Good golly, Miss Mali

Perhaps this was inevitable, given that the coup leaders who deposed President Amadou Toumani Touré have wavered with indecisiveness in the face of international and regional backlash since taking power on March 21.

But the National Movement for the Liberation of Azawad declared the north’s independence Friday, making an already tense situation worse.

It is ironic to note that Captain Amadou Haya Sanogo led the original Mali coup out of frustration that the current administration was not doing enough to retard the progress of the Tuareg rebels, but it seems as if the latest move has somewhat stymied the coup’s newly installed government, Comité national pour le redressement de la démocratie et la restauration de la démocratie et la restauration de l’état (“CNRDRE”).

The Mali dynamic has featured some of the same north-south tensions as Sudan — but in reverse: in Mali, the northern, nomadic Tuaregs have long complained of mistreatment and a lack of support from Bamako and the south, where the majority of Malians live.  While the overwhelming majority of Mali is Muslim, the Tuaregs have more in common with Algeria and Libya than with southern Mali, which has correspondingly more cultural ties to other west African Francophone countries like Senegal.

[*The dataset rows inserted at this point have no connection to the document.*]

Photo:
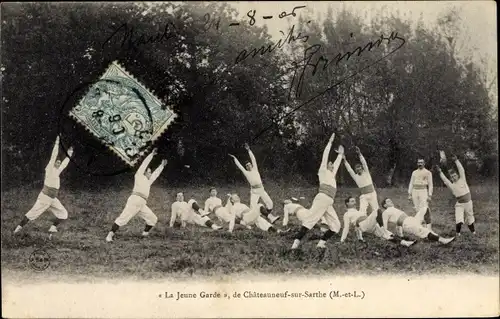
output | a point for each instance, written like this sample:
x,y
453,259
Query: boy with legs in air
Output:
x,y
324,199
251,172
190,213
47,199
137,202
407,224
457,183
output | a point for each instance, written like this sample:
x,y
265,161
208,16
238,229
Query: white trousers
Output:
x,y
136,205
322,206
412,225
464,211
45,203
419,198
258,193
366,200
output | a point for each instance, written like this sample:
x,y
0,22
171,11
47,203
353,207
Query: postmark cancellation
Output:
x,y
123,114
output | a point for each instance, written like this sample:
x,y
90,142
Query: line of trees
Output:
x,y
418,99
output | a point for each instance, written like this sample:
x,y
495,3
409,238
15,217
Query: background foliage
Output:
x,y
408,104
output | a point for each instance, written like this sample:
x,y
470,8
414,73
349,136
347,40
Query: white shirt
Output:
x,y
421,177
289,210
238,208
52,174
211,203
365,179
350,217
182,209
460,187
252,176
142,184
392,215
326,176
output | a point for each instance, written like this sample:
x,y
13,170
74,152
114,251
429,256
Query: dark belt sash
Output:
x,y
50,191
141,195
367,189
464,198
360,219
296,210
401,219
419,186
216,207
327,190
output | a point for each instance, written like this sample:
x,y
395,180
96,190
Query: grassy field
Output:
x,y
80,250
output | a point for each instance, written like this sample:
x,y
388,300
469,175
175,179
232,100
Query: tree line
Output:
x,y
397,90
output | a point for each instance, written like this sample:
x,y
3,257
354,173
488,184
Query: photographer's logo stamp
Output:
x,y
39,260
123,114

With plenty of access to arms from the recent campaign in Libya to Mali’s north and the example of South Sudan to Mali’s east, it is not exactly surprising that this could have happened.  Unlike with South Sudan, however, the fear among the United States and Europe that al-Qaeda and other Islamic fundamentalist groups could turn the north into a terrorist haven, don’t expect the international community to leap at the opportunity to recognize the new nation of Azawad anytime soon.

So it’s looking like Mali is even further removed from holding a new presidential election anytime soon, which was originally scheduled for April 29.